Le titre du roman fait référence à quelque chose d’entrevu autrefois par André, une chose extraordinaire et insolite, qui tout à coup a suggéré à l’enfant qu’il était que la vie pouvait avoir d’autres dimensions, dont certaines merveilleuses. A-t-il exagéré ce souvenir, l’a-t-il reconstruit à la mesure de ce qu’il voulait croire ? C’est possible, puisque Suzanne, elle, de garde pas le même souvenir de cet épisode qui s’est déroulé au village autrefois. Cet homme au perroquet vert incarne finalement le symbole d’un idéal pur et inaltérable, le secret ultime dans le for intérieur de chacun. C’est un peu le « rosebud » de Citizen Kane dans un petit village de la campagne française.

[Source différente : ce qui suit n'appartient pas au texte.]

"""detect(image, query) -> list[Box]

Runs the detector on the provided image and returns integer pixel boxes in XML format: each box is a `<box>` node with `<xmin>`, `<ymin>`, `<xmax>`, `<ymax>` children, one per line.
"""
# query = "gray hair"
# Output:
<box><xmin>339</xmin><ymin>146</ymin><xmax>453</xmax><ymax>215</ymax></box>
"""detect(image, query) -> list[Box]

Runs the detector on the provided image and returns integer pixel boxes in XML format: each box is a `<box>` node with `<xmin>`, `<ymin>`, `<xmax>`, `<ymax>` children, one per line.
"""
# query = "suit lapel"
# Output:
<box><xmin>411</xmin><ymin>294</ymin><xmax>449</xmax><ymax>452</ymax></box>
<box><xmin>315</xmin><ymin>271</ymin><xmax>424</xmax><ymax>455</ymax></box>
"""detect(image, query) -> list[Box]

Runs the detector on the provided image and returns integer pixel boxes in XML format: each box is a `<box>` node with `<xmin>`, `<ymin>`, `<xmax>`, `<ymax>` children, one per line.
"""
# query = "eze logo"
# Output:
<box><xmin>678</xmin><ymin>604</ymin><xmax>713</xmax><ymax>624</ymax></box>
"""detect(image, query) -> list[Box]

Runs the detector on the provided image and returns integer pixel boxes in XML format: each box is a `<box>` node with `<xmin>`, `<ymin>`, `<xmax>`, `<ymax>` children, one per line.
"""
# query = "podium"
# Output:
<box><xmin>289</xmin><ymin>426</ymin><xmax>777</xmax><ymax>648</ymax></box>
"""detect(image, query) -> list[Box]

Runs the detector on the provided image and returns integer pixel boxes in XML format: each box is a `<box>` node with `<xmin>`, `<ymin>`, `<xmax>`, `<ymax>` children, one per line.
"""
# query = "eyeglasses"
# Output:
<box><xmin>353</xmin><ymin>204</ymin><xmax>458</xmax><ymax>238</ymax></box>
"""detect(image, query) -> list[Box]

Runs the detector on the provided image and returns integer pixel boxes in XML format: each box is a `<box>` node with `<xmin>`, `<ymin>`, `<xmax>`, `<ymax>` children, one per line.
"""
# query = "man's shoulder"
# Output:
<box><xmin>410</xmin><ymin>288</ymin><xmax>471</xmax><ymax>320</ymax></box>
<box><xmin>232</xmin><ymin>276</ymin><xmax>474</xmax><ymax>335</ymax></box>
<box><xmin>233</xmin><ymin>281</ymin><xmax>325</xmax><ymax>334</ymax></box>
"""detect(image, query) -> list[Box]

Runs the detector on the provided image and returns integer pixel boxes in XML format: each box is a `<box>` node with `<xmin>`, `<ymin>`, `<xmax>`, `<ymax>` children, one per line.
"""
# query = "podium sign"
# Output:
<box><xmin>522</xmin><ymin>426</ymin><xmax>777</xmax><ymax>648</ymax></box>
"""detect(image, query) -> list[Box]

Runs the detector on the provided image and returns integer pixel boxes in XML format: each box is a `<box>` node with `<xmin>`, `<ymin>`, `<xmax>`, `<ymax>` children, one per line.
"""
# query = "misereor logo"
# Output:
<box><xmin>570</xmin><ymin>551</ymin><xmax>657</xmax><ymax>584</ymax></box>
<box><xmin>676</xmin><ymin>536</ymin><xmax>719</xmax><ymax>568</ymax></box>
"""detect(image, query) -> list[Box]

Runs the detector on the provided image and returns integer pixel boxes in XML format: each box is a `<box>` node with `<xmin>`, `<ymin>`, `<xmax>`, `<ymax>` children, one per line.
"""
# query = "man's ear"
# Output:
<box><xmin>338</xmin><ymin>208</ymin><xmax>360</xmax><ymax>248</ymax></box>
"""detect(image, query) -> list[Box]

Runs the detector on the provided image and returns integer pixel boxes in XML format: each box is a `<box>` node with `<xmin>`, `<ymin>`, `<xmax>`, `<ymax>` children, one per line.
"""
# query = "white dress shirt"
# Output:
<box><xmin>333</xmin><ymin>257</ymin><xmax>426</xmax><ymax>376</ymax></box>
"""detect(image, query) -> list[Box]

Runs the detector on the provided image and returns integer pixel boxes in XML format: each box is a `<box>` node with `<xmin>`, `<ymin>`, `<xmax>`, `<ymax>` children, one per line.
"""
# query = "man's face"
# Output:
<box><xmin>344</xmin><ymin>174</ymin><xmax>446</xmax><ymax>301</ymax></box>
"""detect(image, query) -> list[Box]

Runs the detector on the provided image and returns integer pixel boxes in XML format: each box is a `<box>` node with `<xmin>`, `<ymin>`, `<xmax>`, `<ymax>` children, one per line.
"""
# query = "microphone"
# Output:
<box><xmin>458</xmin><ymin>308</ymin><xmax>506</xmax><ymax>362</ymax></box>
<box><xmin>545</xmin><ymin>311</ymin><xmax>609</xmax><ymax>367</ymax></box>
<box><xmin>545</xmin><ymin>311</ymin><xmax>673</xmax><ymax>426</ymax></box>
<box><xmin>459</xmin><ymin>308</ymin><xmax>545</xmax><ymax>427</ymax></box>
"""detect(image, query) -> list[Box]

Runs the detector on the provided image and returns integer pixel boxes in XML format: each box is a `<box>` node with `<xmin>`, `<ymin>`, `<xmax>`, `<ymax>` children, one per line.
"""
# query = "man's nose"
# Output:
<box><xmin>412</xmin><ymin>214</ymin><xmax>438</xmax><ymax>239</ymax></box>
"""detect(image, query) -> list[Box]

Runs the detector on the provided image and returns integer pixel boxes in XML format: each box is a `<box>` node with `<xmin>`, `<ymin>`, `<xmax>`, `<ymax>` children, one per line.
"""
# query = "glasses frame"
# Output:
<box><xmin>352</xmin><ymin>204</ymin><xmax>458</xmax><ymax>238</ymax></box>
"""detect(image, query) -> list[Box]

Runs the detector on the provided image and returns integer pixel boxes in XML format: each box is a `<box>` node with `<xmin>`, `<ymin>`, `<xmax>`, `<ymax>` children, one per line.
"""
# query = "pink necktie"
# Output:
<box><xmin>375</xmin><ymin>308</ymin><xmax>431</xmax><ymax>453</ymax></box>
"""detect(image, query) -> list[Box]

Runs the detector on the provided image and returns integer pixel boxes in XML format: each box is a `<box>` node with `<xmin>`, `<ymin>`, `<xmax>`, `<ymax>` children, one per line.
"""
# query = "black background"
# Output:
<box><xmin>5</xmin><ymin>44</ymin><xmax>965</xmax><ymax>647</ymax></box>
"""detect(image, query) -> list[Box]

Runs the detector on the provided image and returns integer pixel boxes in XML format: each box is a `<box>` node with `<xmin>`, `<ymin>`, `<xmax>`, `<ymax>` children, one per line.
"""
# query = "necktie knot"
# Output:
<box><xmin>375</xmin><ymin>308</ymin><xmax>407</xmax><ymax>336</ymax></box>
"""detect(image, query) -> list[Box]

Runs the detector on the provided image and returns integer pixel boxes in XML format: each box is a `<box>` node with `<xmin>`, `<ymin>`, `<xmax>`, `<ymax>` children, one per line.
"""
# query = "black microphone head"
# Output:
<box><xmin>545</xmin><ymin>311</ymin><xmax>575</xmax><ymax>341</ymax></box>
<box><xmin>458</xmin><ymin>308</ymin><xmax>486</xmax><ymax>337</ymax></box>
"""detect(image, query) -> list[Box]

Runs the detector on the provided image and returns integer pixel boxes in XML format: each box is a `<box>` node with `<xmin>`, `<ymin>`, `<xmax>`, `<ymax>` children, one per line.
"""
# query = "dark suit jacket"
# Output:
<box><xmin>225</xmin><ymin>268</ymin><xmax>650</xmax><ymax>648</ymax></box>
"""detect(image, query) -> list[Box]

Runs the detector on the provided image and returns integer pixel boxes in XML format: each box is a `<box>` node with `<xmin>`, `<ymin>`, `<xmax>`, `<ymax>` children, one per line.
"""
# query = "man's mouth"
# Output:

Nous ne dévoilerons pas la suite de l’intrigue ni son surprenant dénouement. Je vous propose pour finir notre discussion de revenir sur la question de ces déterminismes qui décident de la vie d’André Izard : sa condition sociale, l’absence de figure paternelle tutélaire, l’amour de la mère qui tente de combler ce vide affectif. Ce sont là des thèmes littéraires universels qui trouvent leur actualité même de nos jours. Que pouvez-vous nous dire à ce sujet ?
Ce que je peux en dire, je le dis dans mes livres, et notamment dans celui-là. Vous savez, je n’écris pas des romans pour exposer des théories préétablies sur des grands thèmes sociaux ou littéraires. J’écris plutôt pour mettre en scène les zones d’ombre de la vie, ces profondeurs insondables de nos existences où nagent des poissons complexes et contradictoires. Des forces puissantes s’exercent sur André, le poussant dans un sens puis dans l’autre, limitant son champ d’action, le vouant à des causalités dont il cherche à s’échapper. On peut dire qu’il n’y parvient pas, mais on peut dire aussi qu’il y parvient. Il n’échappe pas à son destin et, à la fois, il réalise son rêve. Il n’imaginait peut-être tout simplement pas le prix qu’il allait devoir payer pour devenir un homme au perroquet vert.
Propos recueillis par Dan Burcea
Myriam Chirousse, L’homme au perroquet vert, Éditions Buchet Chastel, 2024, 208 pages.